La Chine a annoncé qu'elle suspendait tout nouveau projet de construction dans les chemins de fer, une collision meurtrière de deux trains à grande vitesse ayant gravement mis en doute la sécurité de son réseau en plein essor.
Le gouvernement a également annoncé que la vitesse des TGV sur les lignes récemment ouvertes serait limitée et a ordonné des inspections sur toutes les lignes existantes ainsi que sur celles en construction.
Ces mesures radicales ont été annoncées tard mercredi, moins de trois semaines après la collision de deux TGV qui avait fait 40 morts le 23 juillet près de Wenzhou (est) -- le pire accident ferroviaire en Chine depuis 2008.
"Nous allons suspendre pour l'instant l'examen et l'approbation de tout nouveau projet de construction dans les chemins de fer", lit-on dans un communiqué du gouvernement publié après un conseil des ministres présidé par le Premier ministre Wen Jiabao.
Le gouvernement chinois va également "étudier de manière approfondie" les projets déjà approuvés afin de "choisir de manière rationnelle" les normes technologiques et les plans de construction, ajoute le communiqué.
Le ministère des chemins de fer a précisé jeudi que les trains conçus pour rouler à une vitesse maximale de 250 km/heure seraient limités à 200 km/heure. Les prix des billets seront réduits et les horaires aménagés en conséquence.
La gare de Shanghai (est) a annoncé sur Weibo, le Twitter chinois, que les ventes de billets sur les TGV au départ de la capitale économique chinoise étaient suspendues à partir du 15 août.
La catastrophe de Wenzhou a posé la question de la fiabilité des trains à grande vitesse de la Chine, dont le réseau est en plein essor: seulement créé en 2007 il est déjà le plus vaste du monde. Il doit passer de 8.358 km fin 2010 à plus de 13.000 km en 2012 et à 16.000 km en 2020.
Le tragique accident, apparemment dû à une défaillance de signalisation durant un orage, a déclenché un flot de messages sur l'internet où des Chinois ont accusé le gouvernement de sacrifier leur sécurité au développement économique effréné du pays.

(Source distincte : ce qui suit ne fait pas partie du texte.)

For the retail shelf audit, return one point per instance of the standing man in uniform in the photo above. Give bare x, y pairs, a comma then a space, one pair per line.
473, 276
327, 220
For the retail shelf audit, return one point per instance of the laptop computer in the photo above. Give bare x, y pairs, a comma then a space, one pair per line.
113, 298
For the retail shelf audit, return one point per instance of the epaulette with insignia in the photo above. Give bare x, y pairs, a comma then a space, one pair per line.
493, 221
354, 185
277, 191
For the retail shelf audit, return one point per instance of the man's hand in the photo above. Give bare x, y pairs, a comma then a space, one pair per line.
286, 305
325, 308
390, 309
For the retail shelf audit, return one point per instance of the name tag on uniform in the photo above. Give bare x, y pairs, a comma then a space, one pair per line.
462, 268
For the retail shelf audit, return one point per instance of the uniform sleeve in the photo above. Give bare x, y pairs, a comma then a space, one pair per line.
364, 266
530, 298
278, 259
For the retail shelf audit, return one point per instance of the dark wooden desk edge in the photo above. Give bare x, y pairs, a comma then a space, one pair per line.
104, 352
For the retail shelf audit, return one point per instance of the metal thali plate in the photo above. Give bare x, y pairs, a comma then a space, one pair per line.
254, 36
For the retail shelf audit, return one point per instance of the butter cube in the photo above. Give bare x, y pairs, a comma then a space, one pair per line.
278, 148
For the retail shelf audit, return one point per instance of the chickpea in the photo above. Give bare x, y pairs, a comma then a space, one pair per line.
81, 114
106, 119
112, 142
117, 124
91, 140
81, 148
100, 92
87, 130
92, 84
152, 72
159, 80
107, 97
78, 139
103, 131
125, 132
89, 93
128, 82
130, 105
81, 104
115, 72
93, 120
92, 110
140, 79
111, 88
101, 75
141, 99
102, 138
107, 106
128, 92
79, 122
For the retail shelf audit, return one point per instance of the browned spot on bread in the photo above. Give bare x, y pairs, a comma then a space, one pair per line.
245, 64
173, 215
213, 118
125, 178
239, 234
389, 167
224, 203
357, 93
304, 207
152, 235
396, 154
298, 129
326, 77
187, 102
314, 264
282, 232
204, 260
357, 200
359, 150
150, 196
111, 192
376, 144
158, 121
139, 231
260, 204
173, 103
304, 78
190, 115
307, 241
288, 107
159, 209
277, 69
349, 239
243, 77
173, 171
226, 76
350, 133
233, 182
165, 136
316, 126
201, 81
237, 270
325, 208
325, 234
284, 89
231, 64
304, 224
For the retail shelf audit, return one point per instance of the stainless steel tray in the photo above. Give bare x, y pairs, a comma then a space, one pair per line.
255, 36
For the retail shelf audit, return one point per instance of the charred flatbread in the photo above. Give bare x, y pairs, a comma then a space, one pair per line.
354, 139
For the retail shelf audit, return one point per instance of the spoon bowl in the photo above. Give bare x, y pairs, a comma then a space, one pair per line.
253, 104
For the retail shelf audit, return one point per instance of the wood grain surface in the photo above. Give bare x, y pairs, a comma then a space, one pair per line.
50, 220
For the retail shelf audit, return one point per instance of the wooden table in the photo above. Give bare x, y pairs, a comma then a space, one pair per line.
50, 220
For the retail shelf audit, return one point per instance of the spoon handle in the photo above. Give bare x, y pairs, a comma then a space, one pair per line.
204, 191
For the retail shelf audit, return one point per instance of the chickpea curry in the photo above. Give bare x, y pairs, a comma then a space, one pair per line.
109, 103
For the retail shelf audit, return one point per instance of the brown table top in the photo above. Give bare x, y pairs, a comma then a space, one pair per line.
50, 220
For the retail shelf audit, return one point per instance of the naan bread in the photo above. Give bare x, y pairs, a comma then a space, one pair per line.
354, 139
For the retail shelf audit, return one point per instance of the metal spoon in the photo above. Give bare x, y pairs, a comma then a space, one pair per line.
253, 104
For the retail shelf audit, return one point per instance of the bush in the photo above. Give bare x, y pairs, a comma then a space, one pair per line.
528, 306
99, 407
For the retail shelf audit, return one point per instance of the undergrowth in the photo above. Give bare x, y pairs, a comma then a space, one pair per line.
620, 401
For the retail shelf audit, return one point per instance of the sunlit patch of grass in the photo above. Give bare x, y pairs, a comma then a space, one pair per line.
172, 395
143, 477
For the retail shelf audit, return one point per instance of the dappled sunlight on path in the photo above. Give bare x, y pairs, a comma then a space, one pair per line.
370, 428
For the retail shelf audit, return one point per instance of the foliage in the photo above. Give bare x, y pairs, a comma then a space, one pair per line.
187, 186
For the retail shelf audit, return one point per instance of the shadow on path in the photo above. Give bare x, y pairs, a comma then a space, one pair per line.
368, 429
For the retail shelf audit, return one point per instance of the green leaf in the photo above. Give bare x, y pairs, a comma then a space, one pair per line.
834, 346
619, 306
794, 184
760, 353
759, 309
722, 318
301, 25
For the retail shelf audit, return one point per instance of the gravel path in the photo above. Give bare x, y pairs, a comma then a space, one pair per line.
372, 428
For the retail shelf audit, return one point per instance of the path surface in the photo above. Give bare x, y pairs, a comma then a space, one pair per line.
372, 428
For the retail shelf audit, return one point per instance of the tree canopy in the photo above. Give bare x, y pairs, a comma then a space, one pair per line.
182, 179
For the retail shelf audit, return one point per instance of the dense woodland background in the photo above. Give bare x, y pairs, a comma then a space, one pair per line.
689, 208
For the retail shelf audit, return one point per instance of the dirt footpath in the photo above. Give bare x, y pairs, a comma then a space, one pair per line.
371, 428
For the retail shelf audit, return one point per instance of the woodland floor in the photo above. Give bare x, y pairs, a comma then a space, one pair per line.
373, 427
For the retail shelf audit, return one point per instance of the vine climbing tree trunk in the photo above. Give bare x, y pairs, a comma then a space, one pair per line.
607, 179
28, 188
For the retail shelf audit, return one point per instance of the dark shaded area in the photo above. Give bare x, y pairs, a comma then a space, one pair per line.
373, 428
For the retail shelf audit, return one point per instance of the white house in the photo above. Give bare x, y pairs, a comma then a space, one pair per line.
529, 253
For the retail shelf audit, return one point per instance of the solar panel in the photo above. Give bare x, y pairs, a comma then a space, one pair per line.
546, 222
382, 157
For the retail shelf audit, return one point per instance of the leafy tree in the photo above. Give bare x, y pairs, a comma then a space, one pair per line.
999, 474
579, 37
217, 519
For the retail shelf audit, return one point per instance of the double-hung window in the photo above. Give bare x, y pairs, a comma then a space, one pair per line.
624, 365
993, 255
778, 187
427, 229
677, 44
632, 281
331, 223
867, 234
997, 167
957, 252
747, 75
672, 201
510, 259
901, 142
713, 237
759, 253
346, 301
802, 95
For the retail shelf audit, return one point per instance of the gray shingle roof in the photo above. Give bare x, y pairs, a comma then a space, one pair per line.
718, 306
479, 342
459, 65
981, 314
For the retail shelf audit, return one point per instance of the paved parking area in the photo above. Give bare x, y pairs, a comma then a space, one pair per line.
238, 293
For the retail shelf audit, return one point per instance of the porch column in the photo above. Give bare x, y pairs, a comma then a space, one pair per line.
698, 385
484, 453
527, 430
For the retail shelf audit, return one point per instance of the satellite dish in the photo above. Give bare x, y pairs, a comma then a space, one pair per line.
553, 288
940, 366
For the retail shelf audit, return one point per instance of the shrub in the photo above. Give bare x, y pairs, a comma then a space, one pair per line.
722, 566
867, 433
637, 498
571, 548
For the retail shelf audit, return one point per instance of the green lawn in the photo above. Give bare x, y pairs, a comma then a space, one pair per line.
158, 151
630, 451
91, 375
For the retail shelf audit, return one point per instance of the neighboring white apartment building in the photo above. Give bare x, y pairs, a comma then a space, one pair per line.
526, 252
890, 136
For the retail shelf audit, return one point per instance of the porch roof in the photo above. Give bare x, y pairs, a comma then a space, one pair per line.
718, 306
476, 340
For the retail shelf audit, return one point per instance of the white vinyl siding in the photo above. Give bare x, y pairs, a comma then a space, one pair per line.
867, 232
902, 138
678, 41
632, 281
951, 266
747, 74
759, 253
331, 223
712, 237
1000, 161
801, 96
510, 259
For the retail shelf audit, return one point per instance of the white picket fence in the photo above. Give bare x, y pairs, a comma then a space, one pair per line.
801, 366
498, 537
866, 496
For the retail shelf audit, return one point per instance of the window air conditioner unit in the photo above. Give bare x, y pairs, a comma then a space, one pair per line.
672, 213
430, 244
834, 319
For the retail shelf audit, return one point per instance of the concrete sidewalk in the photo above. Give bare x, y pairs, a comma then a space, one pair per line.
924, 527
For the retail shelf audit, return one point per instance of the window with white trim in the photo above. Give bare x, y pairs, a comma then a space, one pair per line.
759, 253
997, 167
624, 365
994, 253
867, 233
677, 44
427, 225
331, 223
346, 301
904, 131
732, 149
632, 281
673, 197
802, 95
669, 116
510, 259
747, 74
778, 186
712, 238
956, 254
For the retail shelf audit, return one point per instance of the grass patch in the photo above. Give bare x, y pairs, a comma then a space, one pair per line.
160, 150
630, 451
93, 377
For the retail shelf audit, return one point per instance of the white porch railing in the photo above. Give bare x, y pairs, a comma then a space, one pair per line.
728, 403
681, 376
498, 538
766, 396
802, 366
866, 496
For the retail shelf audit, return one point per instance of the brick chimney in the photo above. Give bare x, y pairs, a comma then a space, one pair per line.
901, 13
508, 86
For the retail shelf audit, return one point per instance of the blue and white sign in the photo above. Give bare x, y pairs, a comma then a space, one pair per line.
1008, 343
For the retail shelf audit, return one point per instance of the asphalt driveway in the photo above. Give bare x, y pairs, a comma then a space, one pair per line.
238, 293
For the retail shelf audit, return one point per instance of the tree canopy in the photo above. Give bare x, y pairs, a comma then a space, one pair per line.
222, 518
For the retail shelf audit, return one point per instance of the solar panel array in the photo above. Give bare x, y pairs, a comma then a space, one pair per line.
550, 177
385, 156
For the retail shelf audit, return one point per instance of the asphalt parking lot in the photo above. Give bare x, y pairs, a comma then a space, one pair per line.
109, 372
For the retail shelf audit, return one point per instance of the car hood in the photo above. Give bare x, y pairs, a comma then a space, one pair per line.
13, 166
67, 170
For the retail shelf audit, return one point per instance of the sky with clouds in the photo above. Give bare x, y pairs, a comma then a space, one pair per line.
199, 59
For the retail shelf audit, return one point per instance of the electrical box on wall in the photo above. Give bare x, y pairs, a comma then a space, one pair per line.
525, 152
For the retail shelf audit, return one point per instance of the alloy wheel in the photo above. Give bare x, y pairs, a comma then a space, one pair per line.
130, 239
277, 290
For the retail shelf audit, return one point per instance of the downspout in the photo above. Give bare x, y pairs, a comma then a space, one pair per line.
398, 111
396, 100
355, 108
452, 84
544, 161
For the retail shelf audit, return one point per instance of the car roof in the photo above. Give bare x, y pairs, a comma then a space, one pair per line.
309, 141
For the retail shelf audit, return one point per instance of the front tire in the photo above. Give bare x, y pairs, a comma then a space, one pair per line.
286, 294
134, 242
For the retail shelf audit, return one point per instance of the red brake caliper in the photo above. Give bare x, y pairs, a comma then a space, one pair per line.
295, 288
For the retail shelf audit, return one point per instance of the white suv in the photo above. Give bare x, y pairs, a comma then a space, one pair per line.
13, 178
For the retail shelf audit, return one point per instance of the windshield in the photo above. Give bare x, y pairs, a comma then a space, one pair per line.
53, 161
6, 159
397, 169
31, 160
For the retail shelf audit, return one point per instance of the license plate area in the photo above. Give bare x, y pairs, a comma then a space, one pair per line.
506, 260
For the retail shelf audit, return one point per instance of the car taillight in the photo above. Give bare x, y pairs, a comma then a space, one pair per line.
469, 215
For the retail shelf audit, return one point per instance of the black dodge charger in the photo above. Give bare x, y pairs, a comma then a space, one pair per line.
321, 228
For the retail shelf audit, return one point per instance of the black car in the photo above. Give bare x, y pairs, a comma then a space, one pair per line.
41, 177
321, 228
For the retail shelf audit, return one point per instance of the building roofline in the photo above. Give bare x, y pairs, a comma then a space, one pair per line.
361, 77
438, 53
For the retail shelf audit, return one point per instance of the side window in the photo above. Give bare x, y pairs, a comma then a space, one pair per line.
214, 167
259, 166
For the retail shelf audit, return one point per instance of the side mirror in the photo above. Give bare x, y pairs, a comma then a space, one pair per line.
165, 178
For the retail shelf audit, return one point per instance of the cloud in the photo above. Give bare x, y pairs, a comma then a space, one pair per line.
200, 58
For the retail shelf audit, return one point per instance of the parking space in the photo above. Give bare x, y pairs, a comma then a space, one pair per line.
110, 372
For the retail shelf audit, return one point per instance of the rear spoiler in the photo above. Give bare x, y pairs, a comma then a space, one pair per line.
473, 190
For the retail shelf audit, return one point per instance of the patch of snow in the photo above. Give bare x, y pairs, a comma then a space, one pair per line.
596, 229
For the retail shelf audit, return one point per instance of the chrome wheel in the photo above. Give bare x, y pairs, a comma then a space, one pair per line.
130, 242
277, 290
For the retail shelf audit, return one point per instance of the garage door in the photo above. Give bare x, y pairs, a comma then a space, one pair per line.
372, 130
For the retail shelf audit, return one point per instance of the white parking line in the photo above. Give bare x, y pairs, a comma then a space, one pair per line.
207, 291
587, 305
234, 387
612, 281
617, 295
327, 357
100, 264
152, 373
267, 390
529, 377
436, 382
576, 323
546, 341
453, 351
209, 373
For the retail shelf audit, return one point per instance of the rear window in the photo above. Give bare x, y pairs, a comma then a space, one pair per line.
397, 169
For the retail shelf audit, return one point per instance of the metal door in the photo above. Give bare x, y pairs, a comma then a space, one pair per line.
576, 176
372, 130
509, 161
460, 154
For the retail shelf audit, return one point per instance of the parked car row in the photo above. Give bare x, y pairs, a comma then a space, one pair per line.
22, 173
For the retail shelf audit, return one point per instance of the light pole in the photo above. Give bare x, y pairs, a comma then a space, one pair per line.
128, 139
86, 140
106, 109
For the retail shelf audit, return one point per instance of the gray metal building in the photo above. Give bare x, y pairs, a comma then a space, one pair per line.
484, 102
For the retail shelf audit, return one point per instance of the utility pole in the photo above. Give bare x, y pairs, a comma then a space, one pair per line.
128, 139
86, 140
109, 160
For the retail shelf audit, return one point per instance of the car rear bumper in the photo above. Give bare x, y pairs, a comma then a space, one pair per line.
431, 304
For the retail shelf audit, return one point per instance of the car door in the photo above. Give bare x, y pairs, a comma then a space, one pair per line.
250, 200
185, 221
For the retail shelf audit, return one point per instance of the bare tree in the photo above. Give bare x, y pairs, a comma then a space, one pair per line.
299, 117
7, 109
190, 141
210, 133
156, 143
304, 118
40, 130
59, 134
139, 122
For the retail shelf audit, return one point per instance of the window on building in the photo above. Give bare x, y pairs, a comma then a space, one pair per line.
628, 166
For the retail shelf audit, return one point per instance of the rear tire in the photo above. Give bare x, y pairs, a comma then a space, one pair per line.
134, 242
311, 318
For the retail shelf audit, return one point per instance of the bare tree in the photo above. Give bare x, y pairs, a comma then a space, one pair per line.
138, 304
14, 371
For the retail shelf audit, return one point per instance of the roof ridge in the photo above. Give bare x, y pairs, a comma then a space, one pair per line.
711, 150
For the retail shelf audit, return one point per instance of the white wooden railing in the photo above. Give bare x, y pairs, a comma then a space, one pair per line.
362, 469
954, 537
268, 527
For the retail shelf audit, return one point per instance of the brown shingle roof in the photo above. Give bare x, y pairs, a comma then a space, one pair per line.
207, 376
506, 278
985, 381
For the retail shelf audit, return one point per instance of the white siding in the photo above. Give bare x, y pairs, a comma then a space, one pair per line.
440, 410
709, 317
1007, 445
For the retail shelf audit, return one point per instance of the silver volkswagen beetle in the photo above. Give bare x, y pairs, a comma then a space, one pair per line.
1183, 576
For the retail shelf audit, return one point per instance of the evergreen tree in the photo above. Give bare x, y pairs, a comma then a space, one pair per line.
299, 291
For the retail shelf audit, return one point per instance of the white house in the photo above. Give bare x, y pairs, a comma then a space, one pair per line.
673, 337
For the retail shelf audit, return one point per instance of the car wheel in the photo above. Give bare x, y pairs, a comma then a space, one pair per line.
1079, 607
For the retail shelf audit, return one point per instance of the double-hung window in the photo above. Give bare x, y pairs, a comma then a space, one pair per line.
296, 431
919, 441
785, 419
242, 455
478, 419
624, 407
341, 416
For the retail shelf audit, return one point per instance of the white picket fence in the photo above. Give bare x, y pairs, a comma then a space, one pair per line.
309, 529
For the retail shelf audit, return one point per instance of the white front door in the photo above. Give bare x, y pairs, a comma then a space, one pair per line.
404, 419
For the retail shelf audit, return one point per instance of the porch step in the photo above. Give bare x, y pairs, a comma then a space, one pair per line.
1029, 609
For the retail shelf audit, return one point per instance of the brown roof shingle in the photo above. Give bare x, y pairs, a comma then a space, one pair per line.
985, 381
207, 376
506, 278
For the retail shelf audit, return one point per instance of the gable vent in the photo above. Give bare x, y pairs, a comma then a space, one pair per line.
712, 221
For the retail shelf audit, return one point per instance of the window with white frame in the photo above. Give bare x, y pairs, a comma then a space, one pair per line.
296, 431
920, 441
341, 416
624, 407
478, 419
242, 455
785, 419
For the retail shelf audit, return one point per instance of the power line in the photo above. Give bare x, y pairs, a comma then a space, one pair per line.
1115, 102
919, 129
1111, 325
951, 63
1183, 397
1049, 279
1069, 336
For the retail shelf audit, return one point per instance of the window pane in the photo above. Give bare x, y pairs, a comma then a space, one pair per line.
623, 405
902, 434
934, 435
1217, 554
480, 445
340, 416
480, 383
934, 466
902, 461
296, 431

Même le très officiel organe du Parti communiste, le Quotidien du Peuple, avait averti que le PIB de la Chine ne pouvait être "taché de sang".
La controverse a également touché le fabricant de TGV China CNR Corp, sommé de cesser ses livraisons de rames après une série de retards sur la ligne Pékin-Shanghai inaugurée en fanfare fin juin et dont beaucoup de trains sont très loin d'être remplis.
Le tragique accident a par ailleurs encore mis à mal la réputation des chemins de fer chinois, secoués par d'énormes affaires de pots-de-vin dans l'attribution de marchés publics qui avaient notamment conduit au limogeage en février du ministre des Chemins de fer Liu Zhijun.
"Nous nous sentons pleins de culpabilité et de chagrin à propos de ces pertes tragiques de vies humaines et de matériel dans l'accident", a déclaré l'actuel ministre des Chemins de fer, Sheng Guangzu, dans un communiqué publié après le conseil des ministres.
En décembre 2010, le ministère des Chemins de fer avait annoncé qu'un TGV de nouvelle génération avait roulé à plus de 486 km/h et pulvérisé le record de vitesse mondial pour une rame non modifiée.
Fière de sa technologie acquise grâce à des transferts étrangers, la Chine avait entrepris d'exporter du matériel pour la grande vitesse, s'affrontant sur le marché mondial avec des multinationales comme le français Alstom, le canadien Bombardier et l'allemand Siemens.
Mais la collision des deux TGV va lourdement affecter les exportations chinoises de technologies pour la grande vitesse et pourrait aussi toucher celles de matériel ferroviaire en général, prédisent les experts.